The person at the top of the organizational chart (let’s say the CIO, for the purposes of this post) owns everything by default. They then delegate zones of control: the Director of Security owns IT security issues; the Director of Infrastructure owns the data center and systems administration; &c. This makes the CIO’s life easier because they do not own everything. Theoretically, those people then further delegate, until everyone has a clear zone of control. However, supervisors can do two things to prevent clear zones of control:

  • Zones of control not clearly delegated ahead of time
  • Zones of control not respected by the supervisor

For the first, supervisors must make a conscious effort to clarify who on their team owns what. If the Help Desk manager has 5 people on their team, what can each of these people be responsible for, and “own” as their zone of control? Remember: if it’s not delegated, the supervisor owns everything. This delegation should be very clear, and respect Danger #1, above. For example, the Help Desk manager could delegate to a senior Help Desk consultant the process for answering phones.

For the second, supervisors must make a conscious effort to reinforce the delegated zones of control. If the CIO is asked an IT security question, for example, they should refer these questions to the Director of Security rather than answering themselves. If the data center budget needs a last-minute fix, the Director of Infrastructure should resist changing the budget but instead find the Senior Systems Administrator (from above) and have them fix it. Supervisors have 100s of opportunities to undermine their delegated zones of control.

Supervisors need to define their delegated zones of control, and respect those zones once delegated.

Danger #4: People do what’s best for their zone rather than what’s best for the organization

As zones of control are defined, people have a gut reaction to protect their zone of control. People should improve their zones of control, but do so thinking about what’s best for the overall organization. What’s best for the University may not be best for some zones. For the trivial case, think budgets. If every zone of control asked for as much money as they could, and got it, then each zone would be doing great but the University would go bankrupt.

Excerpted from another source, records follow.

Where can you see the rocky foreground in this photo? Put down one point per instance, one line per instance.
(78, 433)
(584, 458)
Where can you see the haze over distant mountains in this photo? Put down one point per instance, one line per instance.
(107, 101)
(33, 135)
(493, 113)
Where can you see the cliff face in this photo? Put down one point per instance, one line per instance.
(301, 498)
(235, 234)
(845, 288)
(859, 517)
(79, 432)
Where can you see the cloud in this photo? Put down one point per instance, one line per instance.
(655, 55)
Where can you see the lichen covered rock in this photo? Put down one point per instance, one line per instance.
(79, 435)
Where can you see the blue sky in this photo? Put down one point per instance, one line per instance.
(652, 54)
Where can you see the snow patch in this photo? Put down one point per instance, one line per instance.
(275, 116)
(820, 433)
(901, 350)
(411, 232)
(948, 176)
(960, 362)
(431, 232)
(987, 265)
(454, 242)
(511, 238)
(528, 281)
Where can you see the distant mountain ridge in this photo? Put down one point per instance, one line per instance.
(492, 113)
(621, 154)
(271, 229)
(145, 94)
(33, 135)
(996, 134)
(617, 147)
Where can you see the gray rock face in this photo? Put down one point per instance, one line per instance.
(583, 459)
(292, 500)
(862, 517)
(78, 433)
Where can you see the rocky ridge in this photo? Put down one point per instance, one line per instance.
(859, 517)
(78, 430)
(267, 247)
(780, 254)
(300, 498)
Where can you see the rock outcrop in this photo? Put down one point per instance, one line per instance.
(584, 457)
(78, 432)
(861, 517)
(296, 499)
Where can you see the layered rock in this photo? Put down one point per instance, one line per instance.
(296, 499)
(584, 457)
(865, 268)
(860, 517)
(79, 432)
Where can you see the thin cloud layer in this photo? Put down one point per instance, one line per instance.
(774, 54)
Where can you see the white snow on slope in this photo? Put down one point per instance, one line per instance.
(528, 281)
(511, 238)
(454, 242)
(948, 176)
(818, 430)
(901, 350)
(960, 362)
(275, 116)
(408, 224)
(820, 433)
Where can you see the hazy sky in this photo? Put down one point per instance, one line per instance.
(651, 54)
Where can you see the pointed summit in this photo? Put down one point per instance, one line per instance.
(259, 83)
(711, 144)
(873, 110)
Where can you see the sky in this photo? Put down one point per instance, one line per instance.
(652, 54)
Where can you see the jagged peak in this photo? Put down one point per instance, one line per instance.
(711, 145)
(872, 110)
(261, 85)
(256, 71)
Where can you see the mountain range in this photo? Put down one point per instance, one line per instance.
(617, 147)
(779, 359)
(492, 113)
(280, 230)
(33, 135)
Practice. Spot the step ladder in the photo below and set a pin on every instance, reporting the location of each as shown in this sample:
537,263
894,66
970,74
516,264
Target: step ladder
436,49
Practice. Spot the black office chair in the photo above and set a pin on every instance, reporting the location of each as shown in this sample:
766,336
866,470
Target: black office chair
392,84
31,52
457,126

People need to work together and make the best decisions for the organization even if it’s not best for their area. For example, it may be most cost-effective or it may provide the highest-quality service to eliminate a data center. That may not appeal to whomever has the zone of control for the data center. However, they need to make decisions that are best for the University, and conversely the University needs to support and encourage people to make the best decisions for the organization. (In this case, the University needs to find new jobs for and potentially promote the people who make these types of tough decisions.)

People should own zones of control but improve them according to what’s best for the overall organization.